The Macalope ran into a weird quirk last fall when he traded in his iPhone 12 mini for an iPhone 13 mini. Apple Care still covered the device he was trading in, but as he was trading it in to Apple, he didn’t think about it. Later he did and, sure enough, Apple had charged him for several months of Apple Care on a phone he no longer had. Apple had it. When he asked for a refund for the months when he no longer had the phone, he was given the polite customer-forward version of a heavy sigh and told that was not standard operating procedure but, if he wanted, he could speak to a specialist who would try to make him feel bad for requesting the refund before grudgingly giving it after sounding like he had to crank several poorly-oiled wheels and chant an incantation to the Old Ones in a forbidden tongue in order to get it to go through.
Yes, please, I would, thank you very much.
The gears cranked, the chanting done, a puff of smoke went up and the refund was given. As was an admonishment–and this is not a joke–that this was a one-time affordance and it should not be expected again in the future.
Sure, perhaps the Macalope should have remembered that the device was still covered earlier but he was trading it in to Apple. The serial number was on the trade-in agreement. They had the actual device. If he had been selling it to a third party, of course that would have been the Macalope’s fault. But it seems like a premium user experience would have handled that small bit instead of thinking the Macalope would just want to donate money to a $3 trillion business.
Another example is iCloud storage. iCloud comes with a whopping 5GB of storage for free. Wheeee. For comparison, Google gives you three times that much storage for free.
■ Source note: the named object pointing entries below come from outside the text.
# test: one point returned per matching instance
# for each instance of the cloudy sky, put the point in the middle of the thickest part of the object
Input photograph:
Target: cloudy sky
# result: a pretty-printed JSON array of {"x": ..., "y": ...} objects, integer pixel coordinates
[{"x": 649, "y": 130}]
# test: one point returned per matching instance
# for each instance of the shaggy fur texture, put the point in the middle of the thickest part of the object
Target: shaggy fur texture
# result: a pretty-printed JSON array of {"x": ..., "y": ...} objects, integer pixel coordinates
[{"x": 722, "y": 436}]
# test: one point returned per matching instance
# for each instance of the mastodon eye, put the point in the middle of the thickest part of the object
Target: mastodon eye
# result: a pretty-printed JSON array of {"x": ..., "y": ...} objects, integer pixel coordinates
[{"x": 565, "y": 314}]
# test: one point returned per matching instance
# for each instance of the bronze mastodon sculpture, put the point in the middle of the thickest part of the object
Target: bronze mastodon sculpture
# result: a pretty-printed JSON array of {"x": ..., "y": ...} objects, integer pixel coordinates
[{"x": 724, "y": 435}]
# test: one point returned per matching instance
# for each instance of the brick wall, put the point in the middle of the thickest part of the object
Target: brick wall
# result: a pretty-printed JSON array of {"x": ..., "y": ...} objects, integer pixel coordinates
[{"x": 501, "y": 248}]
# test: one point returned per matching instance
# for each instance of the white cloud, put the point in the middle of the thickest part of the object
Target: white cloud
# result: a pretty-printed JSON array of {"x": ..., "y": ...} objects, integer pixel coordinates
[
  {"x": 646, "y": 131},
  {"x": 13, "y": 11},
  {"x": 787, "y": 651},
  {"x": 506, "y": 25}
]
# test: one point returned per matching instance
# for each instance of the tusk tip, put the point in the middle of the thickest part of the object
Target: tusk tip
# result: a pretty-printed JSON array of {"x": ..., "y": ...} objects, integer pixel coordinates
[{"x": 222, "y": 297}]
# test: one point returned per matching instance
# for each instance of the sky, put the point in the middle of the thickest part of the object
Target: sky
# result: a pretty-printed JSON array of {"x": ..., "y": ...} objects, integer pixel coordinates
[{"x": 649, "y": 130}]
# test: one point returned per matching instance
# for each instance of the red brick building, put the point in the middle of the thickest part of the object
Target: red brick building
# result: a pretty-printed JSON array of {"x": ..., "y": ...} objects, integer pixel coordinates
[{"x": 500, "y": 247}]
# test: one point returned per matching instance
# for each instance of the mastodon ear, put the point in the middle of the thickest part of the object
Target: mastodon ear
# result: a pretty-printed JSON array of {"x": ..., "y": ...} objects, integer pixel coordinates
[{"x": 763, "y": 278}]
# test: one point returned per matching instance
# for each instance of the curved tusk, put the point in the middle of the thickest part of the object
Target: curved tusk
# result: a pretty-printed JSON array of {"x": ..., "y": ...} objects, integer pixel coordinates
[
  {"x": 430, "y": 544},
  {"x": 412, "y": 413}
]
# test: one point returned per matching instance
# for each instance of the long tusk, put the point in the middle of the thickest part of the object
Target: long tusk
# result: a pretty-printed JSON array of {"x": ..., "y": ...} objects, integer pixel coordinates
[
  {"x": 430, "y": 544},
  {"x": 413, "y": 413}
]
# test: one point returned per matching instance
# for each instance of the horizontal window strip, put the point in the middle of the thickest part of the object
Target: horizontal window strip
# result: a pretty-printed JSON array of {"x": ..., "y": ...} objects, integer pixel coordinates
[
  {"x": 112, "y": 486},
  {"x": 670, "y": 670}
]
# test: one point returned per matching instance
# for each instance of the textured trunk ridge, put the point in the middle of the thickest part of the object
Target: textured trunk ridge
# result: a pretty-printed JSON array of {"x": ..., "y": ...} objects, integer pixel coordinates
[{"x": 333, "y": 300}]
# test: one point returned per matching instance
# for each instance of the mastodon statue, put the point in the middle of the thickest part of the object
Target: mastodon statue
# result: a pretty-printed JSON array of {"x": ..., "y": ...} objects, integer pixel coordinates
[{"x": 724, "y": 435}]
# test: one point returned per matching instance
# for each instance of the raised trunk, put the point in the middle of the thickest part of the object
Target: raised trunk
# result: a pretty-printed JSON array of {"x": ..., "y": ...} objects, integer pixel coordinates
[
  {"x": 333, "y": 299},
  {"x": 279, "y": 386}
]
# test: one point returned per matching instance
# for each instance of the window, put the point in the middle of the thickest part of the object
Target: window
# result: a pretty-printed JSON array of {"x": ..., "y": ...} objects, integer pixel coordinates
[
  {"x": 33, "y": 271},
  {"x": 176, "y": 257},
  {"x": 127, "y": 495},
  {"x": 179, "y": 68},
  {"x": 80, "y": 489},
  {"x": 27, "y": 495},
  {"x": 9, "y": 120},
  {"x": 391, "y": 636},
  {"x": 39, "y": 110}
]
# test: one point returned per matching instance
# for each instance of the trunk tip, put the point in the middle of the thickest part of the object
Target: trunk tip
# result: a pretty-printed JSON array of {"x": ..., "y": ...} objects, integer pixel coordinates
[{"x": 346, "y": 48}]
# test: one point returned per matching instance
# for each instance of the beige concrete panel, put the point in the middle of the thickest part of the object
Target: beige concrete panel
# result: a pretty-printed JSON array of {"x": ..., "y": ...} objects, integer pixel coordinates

Amazon starts off with the same amount as Apple for free but gives you more storage per dollar than Apple on paid tiers.
Simply comparing to the competition isn’t the point, though. The Macalope is not suggesting Apple give away gobs of space for no reason. I mean, he’d take it. But he’s not suggesting that. Abundant online storage is a premium feature and should command a requisite cost.
What should not be a premium feature is backing up your iPhone.
Walk into an Apple Store with a dead iPhone and the first thing the employee (fresh from their interrogation session about any unionizing proclivities) will ask if you have a backup. Unless you’re backing up an original 4GB iPhone 1, then you probably don’t if you on the free iCloud tier.
Yes, you can back up to a Mac. Like an animal. That also presumes you have enough storage on your Mac, which Apple is not exactly giving away either.
Look, it’s 2023. If you buy an iPhone, backing it up should be included. That’s all. But it’s not too much to ask from a company that’s doing pretty okay, thank you very much.
No one expects Apple to give away the $3 trillion farm. But Microsoft has a better attitude toward unions, Apple provides a lot of lip service to how the App Store is where “a trusted place where developers and users could come together in a two-sided transaction” while slipping its hand into both pockets, and its user experience could be even better… all if it just didn’t make quite as much.
It’s probably not going to happen, but a mythical beast can dream.